Chris Williamson, chief business economist at S&P Global Market Intelligence, called the employment trend the most worrying part of the report.
"Most worrying was the further fall in employment, notably in the manufacturing sector," Williamson said. "Factory job cuts are running at the highest since 2009 if the pandemic is excluded, reflecting concerns over the sustainability of the recent upturn in demand alongside worries over the escalating cost of raw materials."
The services sector isn't offering much relief either. Its PMI came in at 51.3, barely above the 50 line that separates growth from contraction. That's a marginal improvement from May but still signals an economy that's treading water rather than accelerating.

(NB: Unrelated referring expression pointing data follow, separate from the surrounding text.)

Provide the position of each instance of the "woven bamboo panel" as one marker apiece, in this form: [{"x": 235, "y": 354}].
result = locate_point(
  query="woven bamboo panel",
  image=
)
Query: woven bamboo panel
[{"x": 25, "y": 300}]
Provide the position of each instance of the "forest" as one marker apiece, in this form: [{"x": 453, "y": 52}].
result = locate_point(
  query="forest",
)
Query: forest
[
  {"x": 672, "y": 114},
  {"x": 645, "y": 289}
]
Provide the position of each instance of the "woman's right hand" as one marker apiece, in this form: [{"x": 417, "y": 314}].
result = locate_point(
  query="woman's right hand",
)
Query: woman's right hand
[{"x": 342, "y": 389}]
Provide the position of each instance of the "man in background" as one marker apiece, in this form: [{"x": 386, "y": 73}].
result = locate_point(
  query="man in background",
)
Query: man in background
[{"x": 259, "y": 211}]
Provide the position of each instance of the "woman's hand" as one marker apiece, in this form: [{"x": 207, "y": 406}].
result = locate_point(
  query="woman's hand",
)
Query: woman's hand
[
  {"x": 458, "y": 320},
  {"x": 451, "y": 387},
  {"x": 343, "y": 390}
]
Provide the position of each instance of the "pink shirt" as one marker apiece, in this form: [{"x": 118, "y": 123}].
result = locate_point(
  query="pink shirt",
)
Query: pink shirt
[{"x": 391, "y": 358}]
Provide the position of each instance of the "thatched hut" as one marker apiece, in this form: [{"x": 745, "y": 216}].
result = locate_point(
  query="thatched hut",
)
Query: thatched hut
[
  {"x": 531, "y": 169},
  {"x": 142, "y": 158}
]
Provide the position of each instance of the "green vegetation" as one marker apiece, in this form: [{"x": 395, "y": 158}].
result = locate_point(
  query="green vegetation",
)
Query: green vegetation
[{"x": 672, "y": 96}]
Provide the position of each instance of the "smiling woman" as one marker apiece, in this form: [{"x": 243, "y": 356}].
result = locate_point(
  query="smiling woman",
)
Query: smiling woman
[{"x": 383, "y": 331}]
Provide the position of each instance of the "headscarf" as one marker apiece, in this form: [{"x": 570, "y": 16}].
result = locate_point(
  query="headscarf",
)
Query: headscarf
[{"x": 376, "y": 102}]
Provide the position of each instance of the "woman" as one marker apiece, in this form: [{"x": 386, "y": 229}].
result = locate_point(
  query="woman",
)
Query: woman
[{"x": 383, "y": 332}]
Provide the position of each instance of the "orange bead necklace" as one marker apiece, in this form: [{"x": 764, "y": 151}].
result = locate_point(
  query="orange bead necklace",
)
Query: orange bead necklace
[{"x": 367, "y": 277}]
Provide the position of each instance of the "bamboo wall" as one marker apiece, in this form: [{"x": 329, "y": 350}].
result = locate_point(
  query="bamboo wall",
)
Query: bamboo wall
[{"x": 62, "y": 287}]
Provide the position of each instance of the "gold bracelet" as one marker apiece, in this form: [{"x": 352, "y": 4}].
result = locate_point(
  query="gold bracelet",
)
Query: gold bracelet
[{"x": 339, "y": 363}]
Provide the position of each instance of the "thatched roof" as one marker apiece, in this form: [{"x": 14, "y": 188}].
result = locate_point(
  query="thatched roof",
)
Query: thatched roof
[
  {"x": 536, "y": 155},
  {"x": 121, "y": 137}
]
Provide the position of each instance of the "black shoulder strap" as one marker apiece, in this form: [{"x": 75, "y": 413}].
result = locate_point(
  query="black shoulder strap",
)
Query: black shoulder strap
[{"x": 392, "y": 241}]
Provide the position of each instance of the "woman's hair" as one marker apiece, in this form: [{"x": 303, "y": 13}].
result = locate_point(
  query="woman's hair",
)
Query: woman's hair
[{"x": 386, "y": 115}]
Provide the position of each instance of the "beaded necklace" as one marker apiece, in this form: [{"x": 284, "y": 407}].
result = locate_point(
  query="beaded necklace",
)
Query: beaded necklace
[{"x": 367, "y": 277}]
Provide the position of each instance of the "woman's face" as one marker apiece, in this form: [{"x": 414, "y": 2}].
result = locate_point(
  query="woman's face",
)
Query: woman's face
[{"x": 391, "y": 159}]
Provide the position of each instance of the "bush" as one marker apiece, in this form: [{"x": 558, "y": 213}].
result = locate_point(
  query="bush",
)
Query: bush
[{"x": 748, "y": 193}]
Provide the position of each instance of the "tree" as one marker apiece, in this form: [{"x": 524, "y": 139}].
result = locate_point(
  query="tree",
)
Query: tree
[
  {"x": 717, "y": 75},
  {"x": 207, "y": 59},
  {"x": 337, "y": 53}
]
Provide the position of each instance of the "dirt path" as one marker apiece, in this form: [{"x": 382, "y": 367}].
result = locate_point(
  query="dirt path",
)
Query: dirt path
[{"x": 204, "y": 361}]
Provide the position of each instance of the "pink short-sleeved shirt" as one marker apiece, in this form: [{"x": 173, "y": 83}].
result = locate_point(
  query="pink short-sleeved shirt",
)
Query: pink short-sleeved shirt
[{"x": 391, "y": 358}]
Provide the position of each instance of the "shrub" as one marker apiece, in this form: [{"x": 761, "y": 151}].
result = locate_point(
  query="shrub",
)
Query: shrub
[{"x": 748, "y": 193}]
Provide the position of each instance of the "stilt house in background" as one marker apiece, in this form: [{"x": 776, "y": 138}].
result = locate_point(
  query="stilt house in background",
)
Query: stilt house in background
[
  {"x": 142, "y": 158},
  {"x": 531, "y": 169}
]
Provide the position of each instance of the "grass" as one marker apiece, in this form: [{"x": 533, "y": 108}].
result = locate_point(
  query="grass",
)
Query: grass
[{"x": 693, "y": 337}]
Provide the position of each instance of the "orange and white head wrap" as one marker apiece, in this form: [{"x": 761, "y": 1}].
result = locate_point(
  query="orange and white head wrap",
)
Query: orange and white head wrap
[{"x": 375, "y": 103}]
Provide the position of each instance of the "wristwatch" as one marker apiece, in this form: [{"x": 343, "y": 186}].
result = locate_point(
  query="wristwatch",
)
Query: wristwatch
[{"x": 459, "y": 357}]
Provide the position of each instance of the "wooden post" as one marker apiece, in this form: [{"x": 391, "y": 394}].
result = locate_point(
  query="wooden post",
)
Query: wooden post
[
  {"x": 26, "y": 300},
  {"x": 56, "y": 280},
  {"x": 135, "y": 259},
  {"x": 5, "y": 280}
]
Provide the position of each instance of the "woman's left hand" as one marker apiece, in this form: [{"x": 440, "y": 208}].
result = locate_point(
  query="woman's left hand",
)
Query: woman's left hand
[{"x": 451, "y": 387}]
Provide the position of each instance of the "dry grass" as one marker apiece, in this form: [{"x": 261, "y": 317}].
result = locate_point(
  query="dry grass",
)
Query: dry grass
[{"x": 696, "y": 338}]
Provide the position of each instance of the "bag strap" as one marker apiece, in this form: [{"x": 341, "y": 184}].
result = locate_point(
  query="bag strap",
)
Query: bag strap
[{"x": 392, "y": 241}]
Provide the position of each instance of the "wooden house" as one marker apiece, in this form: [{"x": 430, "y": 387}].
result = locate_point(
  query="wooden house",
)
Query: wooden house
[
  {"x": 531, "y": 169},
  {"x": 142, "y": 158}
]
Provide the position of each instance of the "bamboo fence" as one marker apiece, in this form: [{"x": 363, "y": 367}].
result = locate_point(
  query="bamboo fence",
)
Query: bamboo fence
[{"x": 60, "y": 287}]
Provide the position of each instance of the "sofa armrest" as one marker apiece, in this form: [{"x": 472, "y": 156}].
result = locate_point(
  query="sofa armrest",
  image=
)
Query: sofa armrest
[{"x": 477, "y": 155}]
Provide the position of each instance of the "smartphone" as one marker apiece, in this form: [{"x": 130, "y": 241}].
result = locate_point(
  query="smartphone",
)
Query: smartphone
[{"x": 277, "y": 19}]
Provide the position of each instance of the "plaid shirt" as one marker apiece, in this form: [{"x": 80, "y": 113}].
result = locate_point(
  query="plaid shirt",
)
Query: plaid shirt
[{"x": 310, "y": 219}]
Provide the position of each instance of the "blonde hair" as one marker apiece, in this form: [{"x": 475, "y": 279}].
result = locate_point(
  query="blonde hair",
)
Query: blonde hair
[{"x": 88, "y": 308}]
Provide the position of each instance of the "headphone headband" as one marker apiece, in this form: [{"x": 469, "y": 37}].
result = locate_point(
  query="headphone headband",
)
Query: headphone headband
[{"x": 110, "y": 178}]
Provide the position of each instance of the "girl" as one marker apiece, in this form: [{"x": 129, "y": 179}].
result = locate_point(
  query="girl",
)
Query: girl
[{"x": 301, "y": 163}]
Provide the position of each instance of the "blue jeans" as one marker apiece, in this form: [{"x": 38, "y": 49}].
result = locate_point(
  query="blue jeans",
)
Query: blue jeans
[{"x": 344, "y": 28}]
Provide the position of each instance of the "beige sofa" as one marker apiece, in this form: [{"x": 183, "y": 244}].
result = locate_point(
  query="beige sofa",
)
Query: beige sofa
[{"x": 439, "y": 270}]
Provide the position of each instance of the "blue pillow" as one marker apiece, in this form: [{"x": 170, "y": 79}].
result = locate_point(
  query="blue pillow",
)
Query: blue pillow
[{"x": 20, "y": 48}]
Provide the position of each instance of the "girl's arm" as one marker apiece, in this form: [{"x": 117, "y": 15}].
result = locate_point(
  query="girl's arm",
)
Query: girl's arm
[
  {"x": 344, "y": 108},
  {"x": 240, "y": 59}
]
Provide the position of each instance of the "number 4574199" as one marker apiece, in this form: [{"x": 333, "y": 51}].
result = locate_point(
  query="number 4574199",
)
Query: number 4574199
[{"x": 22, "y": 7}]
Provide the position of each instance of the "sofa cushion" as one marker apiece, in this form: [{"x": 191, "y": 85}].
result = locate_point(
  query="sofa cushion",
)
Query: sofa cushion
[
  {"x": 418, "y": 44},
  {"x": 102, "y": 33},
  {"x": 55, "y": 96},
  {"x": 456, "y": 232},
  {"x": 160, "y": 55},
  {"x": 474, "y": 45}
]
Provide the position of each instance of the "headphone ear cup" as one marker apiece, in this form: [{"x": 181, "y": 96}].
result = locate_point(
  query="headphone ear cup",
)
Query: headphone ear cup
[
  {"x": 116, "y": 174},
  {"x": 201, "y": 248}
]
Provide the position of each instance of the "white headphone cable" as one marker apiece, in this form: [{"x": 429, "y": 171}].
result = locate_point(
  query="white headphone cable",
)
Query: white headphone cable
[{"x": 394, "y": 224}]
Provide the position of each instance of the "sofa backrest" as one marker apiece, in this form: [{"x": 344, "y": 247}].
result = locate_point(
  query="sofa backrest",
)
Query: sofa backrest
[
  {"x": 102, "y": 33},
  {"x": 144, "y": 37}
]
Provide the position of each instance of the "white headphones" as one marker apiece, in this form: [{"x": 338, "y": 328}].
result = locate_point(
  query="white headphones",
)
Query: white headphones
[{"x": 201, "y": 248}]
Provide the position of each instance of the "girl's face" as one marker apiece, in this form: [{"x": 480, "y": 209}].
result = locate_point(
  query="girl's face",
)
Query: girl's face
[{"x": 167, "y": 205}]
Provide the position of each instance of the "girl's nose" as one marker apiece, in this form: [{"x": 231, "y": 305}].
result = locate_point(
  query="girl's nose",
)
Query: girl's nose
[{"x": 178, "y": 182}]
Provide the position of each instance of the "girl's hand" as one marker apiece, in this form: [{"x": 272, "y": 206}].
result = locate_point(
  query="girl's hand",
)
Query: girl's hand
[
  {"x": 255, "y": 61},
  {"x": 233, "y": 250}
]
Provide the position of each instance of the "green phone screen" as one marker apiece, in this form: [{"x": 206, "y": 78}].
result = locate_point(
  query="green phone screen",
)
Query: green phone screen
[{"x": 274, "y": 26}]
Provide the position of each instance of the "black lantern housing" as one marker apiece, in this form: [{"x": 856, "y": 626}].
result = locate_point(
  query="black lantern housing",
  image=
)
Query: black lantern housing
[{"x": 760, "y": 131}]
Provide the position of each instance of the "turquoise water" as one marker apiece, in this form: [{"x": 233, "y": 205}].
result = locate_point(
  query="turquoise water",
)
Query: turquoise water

The inflation picture adds another layer of concern. Energy prices have surged this year, and the Fed has signaled it may need to raise rates again or at least hold off on cuts until the Middle East situation stabilizes. Recent reports of a potential ceasefire with Iran have helped push oil prices lower, which Williamson said has helped "restore some confidence" among business leaders.
The broader economy is sending mixed signals. GDP expanded at a 1.6% annualized clip in Q1 and managed only 0.5% in the final quarter of 2025. According to Williamson, the survey numbers suggest the economy is on track to expand at roughly a 1% annualized clip during the current quarter.
For context, the economy was growing at around 3% in mid-2024 before the slowdown took hold. The combination of sticky inflation, elevated interest rates, and geopolitical uncertainty has weighed on business confidence and consumer spending alike.
Fed Chair Kevin Warsh took a more optimistic view last week, calling growth "solid" and attributing elevated uncertainty to the Middle East conflicts.
There is one bright spot: despite the recent factory layoffs, manufacturing has added 23,000 jobs so far in 2026, the Bureau of Labor Statistics reports. Outside the factory floor, the labor market has been more resilient. Payrolls outside manufacturing grew steadily in four of the first five months of 2026.
But the trend in manufacturing bears watching. When factories start cutting workers, it often signals that businesses see trouble ahead. The PMI beat may have grabbed the headlines, but the employment data is the number that deserves attention.